Beliefs can be stumped. Your child may go off to college or grad school and learn an archeological or scientific bomb that shatters their belief in the Bible. I have seen it time and time again with friends of mine who grew up in the church and are no longer Christians. Taking your kids to a Christian museum where Adam and Eve ride on dinosaurs isn’t going to prevent this or fix it when it happens.
Love can’t be stumped. Bomb it all you want, it still stands. This is because love is experienced. Not only do I teach my kids to love Jesus, I teach them to experience his love for them. My audacious belief that Jesus is real and alive and loves me is based on my experience of meeting him. Of him loving me, forgiving me, walking with me, and seeing him do the same with countless others who follow him that I am in community with.
I don’t need to defend Jesus. He’s alive. I just need to introduce him to others and let him do the rest.
I pray with each of my kids every night. I thank Jesus for dying on the cross for our sins and raising from the dead. I thank him that his love is the best thing in the world and that we get to have it. I pray for my child by name that they will love Jesus their whole lives. My silent prayer is that when the bombs come, and they will come, that their love for Jesus will remain because they have experienced the reality of his love for them.
Don’t get me wrong, belief matters. I know that in Acts 16:30 the jailer asks Paul and Silas what he must do to be saved and they reply in verse 31, “Believe in the Lord Jesus, and you will be saved.” I also know that James 2:19 tells us, “You believe that there is one God. Good! Even the demons believe that—and shudder.” If you love Jesus, it mandates certain theology about him. But if all you have is the theology, best of luck to you.

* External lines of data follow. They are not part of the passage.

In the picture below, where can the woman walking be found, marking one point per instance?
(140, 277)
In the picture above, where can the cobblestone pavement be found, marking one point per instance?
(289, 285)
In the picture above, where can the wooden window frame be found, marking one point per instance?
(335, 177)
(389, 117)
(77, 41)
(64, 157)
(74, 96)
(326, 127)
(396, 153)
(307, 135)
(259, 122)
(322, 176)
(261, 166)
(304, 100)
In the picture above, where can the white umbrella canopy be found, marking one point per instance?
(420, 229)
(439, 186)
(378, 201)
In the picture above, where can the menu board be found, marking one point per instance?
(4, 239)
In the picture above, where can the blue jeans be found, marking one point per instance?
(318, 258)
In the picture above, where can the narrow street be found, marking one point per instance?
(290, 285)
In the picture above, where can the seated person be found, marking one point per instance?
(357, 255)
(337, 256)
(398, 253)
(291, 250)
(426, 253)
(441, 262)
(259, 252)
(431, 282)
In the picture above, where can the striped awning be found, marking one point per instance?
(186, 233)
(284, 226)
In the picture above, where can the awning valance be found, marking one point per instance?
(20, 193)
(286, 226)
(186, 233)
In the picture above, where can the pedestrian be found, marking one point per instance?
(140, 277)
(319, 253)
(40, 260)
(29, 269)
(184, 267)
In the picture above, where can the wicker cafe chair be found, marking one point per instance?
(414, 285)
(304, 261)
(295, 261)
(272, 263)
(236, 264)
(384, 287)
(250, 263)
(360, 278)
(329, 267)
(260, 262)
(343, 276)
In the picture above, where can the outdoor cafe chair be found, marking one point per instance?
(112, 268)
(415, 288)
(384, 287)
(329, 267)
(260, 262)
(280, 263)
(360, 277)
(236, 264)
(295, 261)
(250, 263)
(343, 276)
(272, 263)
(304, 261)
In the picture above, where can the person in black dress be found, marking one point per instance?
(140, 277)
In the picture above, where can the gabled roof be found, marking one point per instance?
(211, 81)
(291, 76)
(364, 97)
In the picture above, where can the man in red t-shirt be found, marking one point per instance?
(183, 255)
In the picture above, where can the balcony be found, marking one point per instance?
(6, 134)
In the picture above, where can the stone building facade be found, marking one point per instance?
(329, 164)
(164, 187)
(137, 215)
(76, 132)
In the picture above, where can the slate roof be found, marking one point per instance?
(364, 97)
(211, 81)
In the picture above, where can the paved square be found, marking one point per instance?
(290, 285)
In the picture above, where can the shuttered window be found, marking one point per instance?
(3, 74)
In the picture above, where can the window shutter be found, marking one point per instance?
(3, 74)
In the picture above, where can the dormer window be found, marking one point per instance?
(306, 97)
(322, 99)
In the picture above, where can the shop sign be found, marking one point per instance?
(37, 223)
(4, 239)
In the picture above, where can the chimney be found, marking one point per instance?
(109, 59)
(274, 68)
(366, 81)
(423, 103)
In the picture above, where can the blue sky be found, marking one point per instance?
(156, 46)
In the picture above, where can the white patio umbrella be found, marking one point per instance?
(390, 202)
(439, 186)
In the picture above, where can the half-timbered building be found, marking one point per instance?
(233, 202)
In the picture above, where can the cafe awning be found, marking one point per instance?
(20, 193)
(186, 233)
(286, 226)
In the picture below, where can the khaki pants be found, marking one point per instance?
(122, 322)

You can believe and love, like the jailer. But you can certainly believe and not love, like the demons. What you can’t do is love and not believe. You’re not choosing between love and belief. When you choose love, you get them both.
My desire to study Scripture and theology is to know more and more about this person named Jesus that I love and who loves me. It’s not the other way around. Who wouldn’t want to know more about a person that they love deeply?
Are you teaching your kids factoids about an ancient man named Jesus? Factoids that may or may not stand up to the future bombing they will endure. Or are you introducing them to a person who loves them so deeply, longs to adopt them into his family, and is there for them every step of the way, even through the bombings of their beliefs.